Mes observateurs, sur la terrasse me font savoir que les Européens sont conduits mains sur la tête, vers le commissariat central situé à 2 à 300 mètres de notre lycée. Je savais dés lors que c’est là que je devais intervenir. Encore fallait-il que cette débauche de tirs d’armes automatiques s’atténue un peu. Entre temps, vers 13 heures, le poste de garde aperçoit 2 Français mains au mur en très mauvaise situation, face au lycée. Ils interviennent rapidement pour les mettre à l’abri. Il s’agissait de 2 reporters de Paris-Match dont Serge Lentz (pages 147-148)
Vers 14 heures, un calme très relatif s’établit, tout au moins dans notre rue. Je décide, accompagné d’un sous officier, Brenugat, de descendre en jeep, en Képi, sans arme, jusqu’au commissariat central. Je rentre délibérément par la grande porte, les sentinelles FLN me semblent très nerveuses mais ne bronchent pas. Je découvre dans le grand hall une foule de Français terrorisés, muets, dont la grande inquiétude se lit sur les visages. Au centre du hall, un arabe en civil très bien habillé, s’exprimant dans un excellent français, refait l’histoire de la conquête d’Algérie depuis le 19° siècle. Je m’adresse à lui ainsi qu’à tous les hommes et femmes raflés par les soldats FLN. Je dis à peu prés ceci : " Les accords d’Evian donnent à l’armée française le droit et le devoir de protéger ses ressortissants (Je n’ai jamais vérifié si cela pouvait être vrai) (Note de la rédaction, oui ça l’était !) Veuillez rejoindre ma jeep à l’extérieur et la suivre s’il vous plait. " Je n’attends pas de réponse, je me dirige vers la porte, l’ouvre à double battants. Toutes les personnes présentes sortent, je ne quitte les lieux que lorsqu’il ne reste plus que les soldats arabes et leur chef. Tous ces pauvres gens ont été accueillis dans ma caserne, je leur ai distribué des rations de combat et ils ont été dispersés en camion militaire vers 18 h./19 h. grâce à l’aide d’un très charmant colonel du train de la caserne jouxtant le lycée.

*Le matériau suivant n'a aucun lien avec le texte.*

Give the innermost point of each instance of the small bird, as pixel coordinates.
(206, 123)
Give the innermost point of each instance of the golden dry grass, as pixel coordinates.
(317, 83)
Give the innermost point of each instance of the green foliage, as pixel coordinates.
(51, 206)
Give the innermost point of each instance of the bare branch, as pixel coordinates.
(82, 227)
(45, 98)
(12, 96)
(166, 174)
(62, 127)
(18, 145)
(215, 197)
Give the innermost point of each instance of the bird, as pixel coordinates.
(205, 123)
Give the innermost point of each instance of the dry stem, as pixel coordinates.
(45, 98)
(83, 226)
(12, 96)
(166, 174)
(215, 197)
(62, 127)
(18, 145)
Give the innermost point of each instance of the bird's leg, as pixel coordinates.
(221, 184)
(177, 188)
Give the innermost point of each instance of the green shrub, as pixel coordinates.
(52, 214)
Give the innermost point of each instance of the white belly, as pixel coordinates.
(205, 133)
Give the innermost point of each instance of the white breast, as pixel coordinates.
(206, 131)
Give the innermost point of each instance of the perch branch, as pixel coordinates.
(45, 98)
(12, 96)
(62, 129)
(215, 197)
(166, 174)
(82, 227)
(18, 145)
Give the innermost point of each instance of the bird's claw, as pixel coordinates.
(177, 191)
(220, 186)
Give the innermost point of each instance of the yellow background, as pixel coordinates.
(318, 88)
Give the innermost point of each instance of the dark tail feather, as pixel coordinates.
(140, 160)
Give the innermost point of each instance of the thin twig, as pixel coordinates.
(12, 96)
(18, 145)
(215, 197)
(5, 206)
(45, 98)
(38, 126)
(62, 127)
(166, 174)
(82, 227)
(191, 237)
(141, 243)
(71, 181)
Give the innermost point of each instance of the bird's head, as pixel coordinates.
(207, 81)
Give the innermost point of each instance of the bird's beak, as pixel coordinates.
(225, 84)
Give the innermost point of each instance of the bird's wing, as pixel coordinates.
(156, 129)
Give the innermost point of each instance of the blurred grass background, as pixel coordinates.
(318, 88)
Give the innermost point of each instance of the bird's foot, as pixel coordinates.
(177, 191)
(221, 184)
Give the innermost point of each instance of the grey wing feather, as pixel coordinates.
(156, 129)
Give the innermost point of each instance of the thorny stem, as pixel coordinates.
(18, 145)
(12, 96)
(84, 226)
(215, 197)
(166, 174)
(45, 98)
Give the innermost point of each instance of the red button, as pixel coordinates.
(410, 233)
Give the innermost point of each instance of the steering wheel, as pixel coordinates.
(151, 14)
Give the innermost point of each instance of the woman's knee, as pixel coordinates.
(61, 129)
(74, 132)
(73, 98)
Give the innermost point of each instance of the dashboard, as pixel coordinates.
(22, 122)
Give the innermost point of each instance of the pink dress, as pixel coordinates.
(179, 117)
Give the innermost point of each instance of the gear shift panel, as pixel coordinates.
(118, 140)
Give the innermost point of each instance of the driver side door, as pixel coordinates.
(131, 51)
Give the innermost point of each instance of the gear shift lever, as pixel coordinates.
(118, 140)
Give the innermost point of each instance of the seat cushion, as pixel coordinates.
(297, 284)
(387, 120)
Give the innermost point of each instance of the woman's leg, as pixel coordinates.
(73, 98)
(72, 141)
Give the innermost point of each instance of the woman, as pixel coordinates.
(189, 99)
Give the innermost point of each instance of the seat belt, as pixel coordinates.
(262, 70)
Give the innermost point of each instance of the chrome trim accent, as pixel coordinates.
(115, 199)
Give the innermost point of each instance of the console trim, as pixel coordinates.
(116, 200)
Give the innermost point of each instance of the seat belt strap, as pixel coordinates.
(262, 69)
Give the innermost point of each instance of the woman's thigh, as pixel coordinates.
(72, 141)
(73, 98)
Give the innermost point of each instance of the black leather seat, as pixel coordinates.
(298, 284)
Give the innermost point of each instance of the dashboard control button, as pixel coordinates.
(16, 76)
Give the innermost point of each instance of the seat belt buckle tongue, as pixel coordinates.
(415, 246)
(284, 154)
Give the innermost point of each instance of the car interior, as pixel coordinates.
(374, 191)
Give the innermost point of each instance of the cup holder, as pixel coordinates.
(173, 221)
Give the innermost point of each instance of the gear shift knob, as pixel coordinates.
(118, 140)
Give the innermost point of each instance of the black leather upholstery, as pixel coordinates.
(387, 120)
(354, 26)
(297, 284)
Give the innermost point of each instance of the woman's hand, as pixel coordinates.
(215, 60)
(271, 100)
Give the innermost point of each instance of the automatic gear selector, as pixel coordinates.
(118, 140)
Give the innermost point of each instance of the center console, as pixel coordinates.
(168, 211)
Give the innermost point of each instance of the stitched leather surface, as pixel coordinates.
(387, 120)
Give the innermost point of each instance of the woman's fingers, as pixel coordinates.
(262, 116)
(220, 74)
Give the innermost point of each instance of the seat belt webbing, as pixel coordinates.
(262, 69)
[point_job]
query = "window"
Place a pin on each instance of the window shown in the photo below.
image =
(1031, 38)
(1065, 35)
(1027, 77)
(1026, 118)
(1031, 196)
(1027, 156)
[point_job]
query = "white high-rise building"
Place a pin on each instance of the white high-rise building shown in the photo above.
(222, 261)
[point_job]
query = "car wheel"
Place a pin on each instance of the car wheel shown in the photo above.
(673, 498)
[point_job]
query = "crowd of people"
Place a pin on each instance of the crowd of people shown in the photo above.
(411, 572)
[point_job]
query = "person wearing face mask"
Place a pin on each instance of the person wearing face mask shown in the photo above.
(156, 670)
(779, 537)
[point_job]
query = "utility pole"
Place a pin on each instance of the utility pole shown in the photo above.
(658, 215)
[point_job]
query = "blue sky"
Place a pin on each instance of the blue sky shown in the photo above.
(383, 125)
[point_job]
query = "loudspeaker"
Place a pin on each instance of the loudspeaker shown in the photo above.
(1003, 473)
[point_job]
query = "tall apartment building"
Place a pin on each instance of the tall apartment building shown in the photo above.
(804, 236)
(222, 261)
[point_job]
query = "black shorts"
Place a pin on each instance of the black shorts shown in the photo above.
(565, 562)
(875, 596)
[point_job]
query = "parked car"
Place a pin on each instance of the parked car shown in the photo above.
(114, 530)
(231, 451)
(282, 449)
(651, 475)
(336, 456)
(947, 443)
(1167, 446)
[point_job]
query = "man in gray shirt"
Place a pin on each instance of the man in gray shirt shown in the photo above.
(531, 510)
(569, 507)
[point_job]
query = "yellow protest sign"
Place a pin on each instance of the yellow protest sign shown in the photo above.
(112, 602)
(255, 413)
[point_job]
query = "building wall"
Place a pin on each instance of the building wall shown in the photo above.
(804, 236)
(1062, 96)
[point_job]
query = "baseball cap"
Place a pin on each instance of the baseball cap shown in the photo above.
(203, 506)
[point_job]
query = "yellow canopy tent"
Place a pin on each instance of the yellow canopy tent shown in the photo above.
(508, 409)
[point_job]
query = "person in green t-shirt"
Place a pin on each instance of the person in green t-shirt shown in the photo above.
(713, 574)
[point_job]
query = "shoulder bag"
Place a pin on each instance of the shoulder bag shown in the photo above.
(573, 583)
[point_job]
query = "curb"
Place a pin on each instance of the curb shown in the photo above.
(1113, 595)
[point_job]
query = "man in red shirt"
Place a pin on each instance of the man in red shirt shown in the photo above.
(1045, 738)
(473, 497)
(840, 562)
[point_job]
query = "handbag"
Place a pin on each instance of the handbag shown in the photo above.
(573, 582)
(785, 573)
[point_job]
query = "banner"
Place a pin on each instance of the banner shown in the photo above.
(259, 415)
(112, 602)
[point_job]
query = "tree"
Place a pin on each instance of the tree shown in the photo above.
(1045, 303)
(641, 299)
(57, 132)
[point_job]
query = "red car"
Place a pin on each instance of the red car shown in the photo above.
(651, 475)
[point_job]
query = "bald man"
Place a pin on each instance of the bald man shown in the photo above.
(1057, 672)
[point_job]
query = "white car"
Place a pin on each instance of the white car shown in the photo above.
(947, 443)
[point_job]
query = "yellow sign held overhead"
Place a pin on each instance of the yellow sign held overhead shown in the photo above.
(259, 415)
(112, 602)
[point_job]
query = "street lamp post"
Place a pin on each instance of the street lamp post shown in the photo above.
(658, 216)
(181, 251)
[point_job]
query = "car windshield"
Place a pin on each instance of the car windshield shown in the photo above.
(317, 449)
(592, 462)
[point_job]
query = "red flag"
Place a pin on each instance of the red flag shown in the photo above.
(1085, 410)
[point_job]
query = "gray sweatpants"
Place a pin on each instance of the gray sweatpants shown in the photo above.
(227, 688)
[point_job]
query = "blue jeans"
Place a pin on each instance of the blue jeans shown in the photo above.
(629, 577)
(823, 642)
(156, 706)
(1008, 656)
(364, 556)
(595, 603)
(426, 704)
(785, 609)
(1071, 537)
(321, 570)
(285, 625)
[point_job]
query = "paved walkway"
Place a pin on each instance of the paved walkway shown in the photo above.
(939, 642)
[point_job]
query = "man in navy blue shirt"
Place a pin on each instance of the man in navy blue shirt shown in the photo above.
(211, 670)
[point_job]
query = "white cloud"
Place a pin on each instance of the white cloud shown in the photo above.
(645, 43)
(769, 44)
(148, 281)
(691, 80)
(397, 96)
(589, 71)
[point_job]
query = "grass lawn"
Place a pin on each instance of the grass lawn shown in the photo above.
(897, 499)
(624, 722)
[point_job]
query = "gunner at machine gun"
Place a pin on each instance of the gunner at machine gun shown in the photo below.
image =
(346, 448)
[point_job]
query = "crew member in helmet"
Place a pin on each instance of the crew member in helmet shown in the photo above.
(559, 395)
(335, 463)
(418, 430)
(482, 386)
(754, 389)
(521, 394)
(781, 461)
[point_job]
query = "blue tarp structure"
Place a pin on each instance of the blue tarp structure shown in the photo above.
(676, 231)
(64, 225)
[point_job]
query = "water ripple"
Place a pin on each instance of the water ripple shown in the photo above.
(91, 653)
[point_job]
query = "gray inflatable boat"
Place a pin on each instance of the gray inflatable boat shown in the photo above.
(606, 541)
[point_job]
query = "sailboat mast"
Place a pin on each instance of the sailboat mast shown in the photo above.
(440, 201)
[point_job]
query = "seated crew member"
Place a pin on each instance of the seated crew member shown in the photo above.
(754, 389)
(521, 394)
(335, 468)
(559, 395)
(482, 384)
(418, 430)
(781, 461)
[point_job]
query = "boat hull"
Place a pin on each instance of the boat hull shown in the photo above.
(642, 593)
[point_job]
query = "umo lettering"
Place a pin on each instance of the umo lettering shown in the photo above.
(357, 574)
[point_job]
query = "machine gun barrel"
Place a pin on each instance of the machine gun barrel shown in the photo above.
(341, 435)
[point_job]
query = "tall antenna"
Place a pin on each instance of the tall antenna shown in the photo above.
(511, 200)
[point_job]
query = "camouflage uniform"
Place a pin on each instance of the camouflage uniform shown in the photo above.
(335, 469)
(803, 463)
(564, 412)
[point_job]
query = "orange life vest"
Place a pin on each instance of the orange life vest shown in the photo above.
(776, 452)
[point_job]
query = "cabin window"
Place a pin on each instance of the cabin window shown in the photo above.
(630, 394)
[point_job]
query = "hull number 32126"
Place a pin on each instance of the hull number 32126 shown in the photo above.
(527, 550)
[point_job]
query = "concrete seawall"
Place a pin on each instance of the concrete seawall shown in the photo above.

Ai-je désobéi aux ordres ? Oui, certainement. Non seulement je ne regrette rien mais j’en suis fier. J’ai par contre obéi à ma conscience ainsi qu’au règlement de discipline générale qui précise que la désobéissance est permise lorsque l’ordre donné est illégal. Il était manifestement illégal de ne pas protéger nos compatriotes. (…) Je n’ai jamais compris les décisions du Corps d’Armée d’Oran et du général Katz en particulier. Que voulait-il ? Que cherchait-il ? Peut-être laisser les arabes vider la ville de ses pieds-noirs ? Alors il a réussi, mais ce serait trop machiavélique pour être vrai. Je crois plutôt qu’il a tout simplement exécuté les ordres de Paris, sans chercher à comprendre, tel le caporal moyen obnubilé par la dure guerre arabe OAS. Hélas, il n’était pas caporal, il aurait pu réagir plus tôt et plus vite. L’OAS n’était plus là ; il ne restait que des pauvres gens manipulés puis lâchement abandonnés par le même OAS. (Note de la rédaction : il y a beaucoup à dire sur ces derniers propos, nous y reviendrons.)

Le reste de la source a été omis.